April 26, 2024

Medicine: This is why science and faith should not be in conflict |  Sunday newspaper

Medicine: This is why science and faith should not be in conflict | Sunday newspaper

In the fight against diseases attributable medicine With their studies and statistics as the gold standard today. Church, religion and dogma are far from conceivable. This was not always the case. Tobias Niedenthal writes in his article “The narrative that the Church was hostile to scientific medicine is not true. The soul is more powerful than the body … the era of monastic medicine and its predecessors and beyond.” The article has now been published in “Ordenskonferenz” (Issue 1/2022).

Are faith and science really incompatible?

depending on Historical examples An employee of the Abbey Medical Research Group at the University of Würzburg refutes the assumption that faith and knowledge in themselves act as irreconcilable poles. “Many bishops have practiced the profession of doctors,” Tobias Niedenthal told the Sunday newspaper. The former Roman soldier Martin von Tours founded the first western monastery in France in 361 AD. The person who was revered as a “monk bishop” had medical knowledge and served as a NurseAnd Care And doctor.

Religion has defined the world view of all cultures for centuries. Disease is one of them Big Life Issuesthat people struggle with. The Bible makes numerous references to this: In the Old Testament, for example, plagues are interpreted as a burden imposed by God.
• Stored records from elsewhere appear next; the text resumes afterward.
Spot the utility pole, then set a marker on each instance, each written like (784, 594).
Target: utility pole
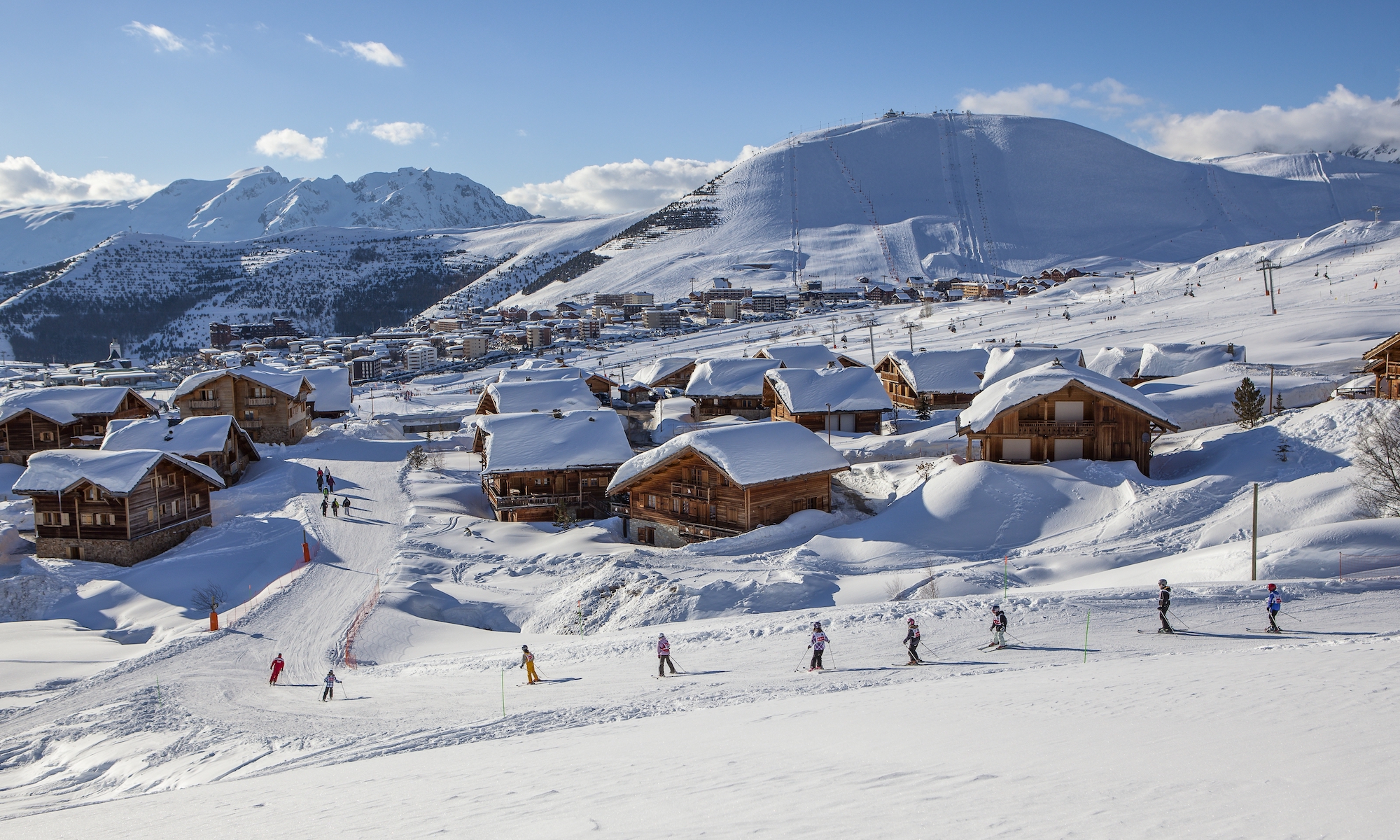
(1269, 267)
(1254, 540)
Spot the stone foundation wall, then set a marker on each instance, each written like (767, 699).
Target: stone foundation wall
(121, 552)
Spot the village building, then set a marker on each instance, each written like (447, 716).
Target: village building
(1384, 362)
(1058, 412)
(215, 440)
(270, 405)
(115, 507)
(832, 400)
(542, 467)
(61, 418)
(939, 379)
(808, 356)
(730, 387)
(537, 396)
(723, 481)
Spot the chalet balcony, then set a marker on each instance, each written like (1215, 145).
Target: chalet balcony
(692, 491)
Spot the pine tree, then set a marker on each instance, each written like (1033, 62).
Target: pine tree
(1250, 404)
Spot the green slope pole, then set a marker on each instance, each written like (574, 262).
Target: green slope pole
(1087, 635)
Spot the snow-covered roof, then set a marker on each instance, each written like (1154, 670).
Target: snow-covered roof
(1048, 379)
(806, 356)
(519, 398)
(660, 369)
(1121, 363)
(1175, 360)
(59, 471)
(1006, 362)
(289, 384)
(730, 377)
(332, 388)
(845, 390)
(192, 436)
(573, 440)
(941, 372)
(66, 404)
(750, 454)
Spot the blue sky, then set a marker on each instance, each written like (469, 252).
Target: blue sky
(530, 93)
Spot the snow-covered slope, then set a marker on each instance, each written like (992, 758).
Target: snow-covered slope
(976, 194)
(253, 204)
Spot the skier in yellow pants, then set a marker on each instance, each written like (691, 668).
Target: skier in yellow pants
(528, 664)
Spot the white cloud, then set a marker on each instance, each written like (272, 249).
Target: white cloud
(1339, 122)
(374, 52)
(292, 144)
(400, 134)
(163, 38)
(24, 183)
(620, 188)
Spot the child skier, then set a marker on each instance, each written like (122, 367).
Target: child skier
(1164, 603)
(1276, 603)
(528, 664)
(664, 656)
(331, 687)
(912, 643)
(999, 629)
(818, 646)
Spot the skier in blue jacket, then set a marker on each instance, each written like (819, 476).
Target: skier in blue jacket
(1276, 603)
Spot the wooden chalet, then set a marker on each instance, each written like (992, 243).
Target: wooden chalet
(216, 442)
(723, 482)
(68, 416)
(834, 400)
(941, 379)
(115, 507)
(1060, 412)
(272, 407)
(730, 387)
(1384, 362)
(534, 465)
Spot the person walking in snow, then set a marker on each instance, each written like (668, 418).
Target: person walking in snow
(1276, 603)
(818, 646)
(999, 629)
(528, 664)
(331, 687)
(912, 643)
(1164, 604)
(664, 656)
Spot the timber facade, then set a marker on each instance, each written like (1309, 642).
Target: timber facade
(688, 499)
(1070, 424)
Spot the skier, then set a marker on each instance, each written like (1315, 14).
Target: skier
(331, 687)
(818, 646)
(528, 664)
(664, 656)
(1164, 603)
(912, 643)
(1276, 603)
(999, 629)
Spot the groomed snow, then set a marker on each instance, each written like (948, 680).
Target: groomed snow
(1048, 379)
(575, 440)
(831, 390)
(750, 454)
(55, 471)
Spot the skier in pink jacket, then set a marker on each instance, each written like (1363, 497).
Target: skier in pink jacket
(664, 656)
The New Testament tells of stories of healing, such as the healing of Peter’s mother-in-law by touching his hand in Capernaum or the healing of a paralytic through the forgiveness of sins.

Historical examples refute the contradiction

Tobias Niedenthal knows that the Evangelist Luke in particular is credited with a “medical figurative language” in literature. “It is not the healthy who need a doctor, but the sick,” missionary Luke was quoted as saying by the German Medical Journal, emphasizing the traditions of religious medicine to this day.

Medical knowledge of the Greeks and Romans found its way into the 20-volume “etymology” of the Spaniard Isidore of Seville in AD 630. The encyclopedia, which, in addition to medicine, dealt with agriculture and medicinal plants, was the basis for the transmission of Mediterranean medical knowledge to medieval England, which was dominated by Latin.

One of the oldest books in which this knowledge flowed is:Lorch’s constitution“From about 800 AD, which has been a UNESCO World Heritage Site since 2013. The art of healing, recipes and nutritional sciences in theory and practice are systematically recorded and written here for the first time. Niedenthal talks about an ‘expert framework for five recipe collections with a total of 482 recipes'” .

Hildegard von Bingen is the best example of monastic medicine

The abbot of Reichenau monastery on Lake Constance, Walahfrid Strabo, described 24 medicinal plants less systematic than noodles in a herbal poem. Some of the plants described can be found in the “St. Galler Klosterplan”, which was established in the 9th century in Reichenau and is still considered the quintessential image of a Benedictine monastery. the medical facilities A form with a chapel, bathroom, kitchen, medical center, storage room for medicines – pharmacy – as well as a type of “Intensive care unit“One severely ill patient herb garden A separate institution within the monastery.

Hildegard von Bingen in the 12th century was one of the most famous representatives of monastic medicine. Her writings are known today as Natural History “Physica” and “Causae et Curae” Medicine. The 19th century Reverend Sebastian Knepp is also indispensable in physical therapy today. The five-pillar therapy of the Swabian High Priest still enjoys many adherents.